Posted February 21, 2013 Atlanta, GA
Magnus Egerstedt has been appointed to two IEEE posts–IEEE Distinguished Lecturer and inaugural deputy editor-in-chief for a new journal, IEEE Transactions on Control of Networked Systems.
The IEEE Control Systems Society (CSS) named Dr. Egerstedt as a Distinguished Lecturer for a three-year term. The two topics on which he will lecture are "Control of Multi-Robot Systems: From Formations to Human-Swarm Interactions" and "Choreographic Abstractions in Robotics." The purpose of the IEEE CSS Distinguished Lecturer Program is to help the Society's chapters provide interesting and informative programs for the membership, as well as to industry, universities, and other interested organizations.
Dr. Egerstedt was also recently named as the inaugural deputy editor-in-chief of IEEE Transactions on Control of Networked Systems, which will focus on how one organizes, controls, and coordinates networks of "agents" such as robots, sensors, computers, or even people on social networks. Everyday applications of topics to be covered in the journal include robotics, manufacturing, computer networks, communications systems, and sensor networks, just to name a few. The editorial board is currently being assembled, and the first issue of the journal will be published in January 2014.
A professor in the School of Electrical and Computer Engineering at Georgia Tech since 2001, Dr. Egerstedt is the director of the Georgia Robotics and Intelligent Systems Laboratory. He was elected as an IEEE Fellow in 2012 "for hybrid and networked control, with applications in robotics."

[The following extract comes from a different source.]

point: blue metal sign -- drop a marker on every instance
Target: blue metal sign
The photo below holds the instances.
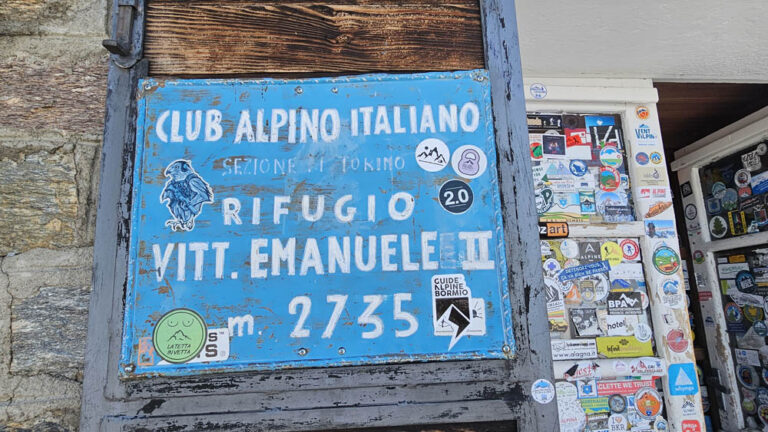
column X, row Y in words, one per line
column 319, row 222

About the School of Electrical and Computer Engineering
The School of Electrical and Computer Engineering (ECE) is one of eight schools and departments in the College of Engineering at the Georgia Institute of Technology. All ECE undergraduate and graduate programs are in the top 10 of the most recent college rankings by U.S. News & World Report. Over 2,500 students are enrolled in the School’s graduate and undergraduate programs, and in the last academic year, 723 degrees were awarded.
Over 110 ECE faculty members are involved in 11 areas of research, education, and commercialization – bioengineering, computer systems and software, digital signal processing, electric power, electromagnetics, electronic design and applications, microsystems, optics and photonics, systems and controls, telecommunications, and VLSI systems and digital design.
About the Georgia Institute of Technology
The Georgia Institute of Technology is one of the world's premier research universities. Ranked seventh among U.S. News & World Report's top public universities and the eighth best engineering and information technology university in the world by Shanghai Jiao Tong University's Academic Ranking of World Universities, Georgia Tech’s more than 20,000 students are enrolled in its Colleges of Architecture, Computing, Engineering, Liberal Arts, Business, and Sciences. Tech is among the nation's top producers of women and minority engineers. The Institute offers research opportunities to both undergraduate and graduate students and is home to more than 100 interdisciplinary units plus the Georgia Tech Research Institute.